Monday, August 23, 2010

Ocaml in the real world (or at least Wall Street)

Here are two interesting lectures on Ocaml by a fellow who works at Janestreet, a Wall Street trading firm.

Janestreet has switched from the common development languages, like C# and Java, to almost solely Ocaml.  The reason is that an error can cost huge amounts of money.  They value the strong type safety of ML.  In fact, according to the second video, their main goals are:

  • Correctness
  • Agility
  • Performance

The higher the performance, the greater the importance of correctness, since mistakes can cost money more quickly.

The first video is advice on good practices in Ocaml coding.
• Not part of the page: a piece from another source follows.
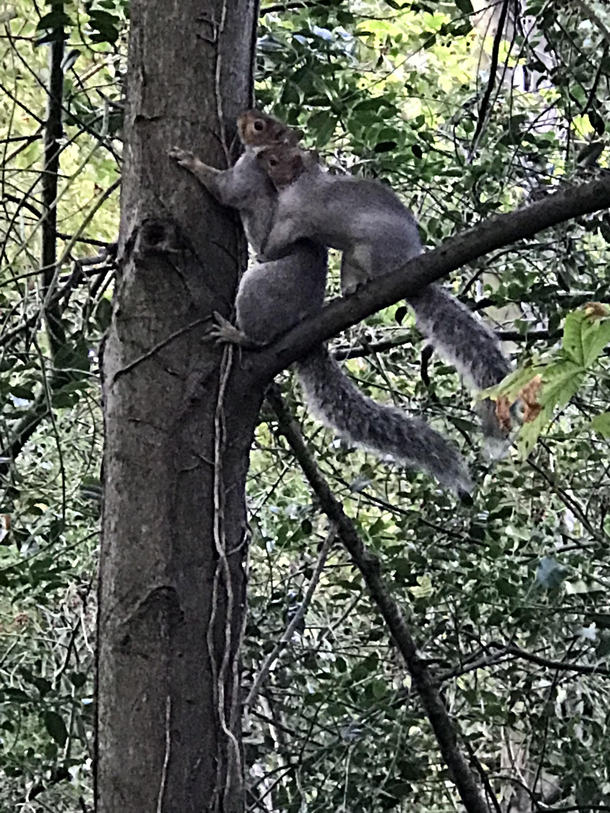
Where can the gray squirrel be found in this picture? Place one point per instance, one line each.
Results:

  • Favor readers over writers.
  • Create uniform interfaces.
  • Make illegal states unrepresentable.
  • Code for exhaustiveness.
  • Open few modules.
  • Make common errors obvious.
  • Avoid boilerplate.
  • Avoid complex type hackery.
  • Don't be puritanical about purity.

Some of these may seem obviously beneficial to non-Ocaml coders, but the point is that, since you're using Ocaml for its ability to increase the likelihood of correctness elegantly, you should let Ocaml do its job.

The most important point, at about 11:00 minutes, is generally applicable to software engineering.  It is that there are two basic schemes of preferences in coding, one for code authors and one for code reviewers.  When there is a conflict, the speaker says, "Favor readers over writers."  He gives several reasons for that, the most important being that readers tend to eschew complexity.  "The enemy of correctness is complexity."

These are long, but worth hearing, since real world (i.e. profitable) experience with highly pure functional languages is rare.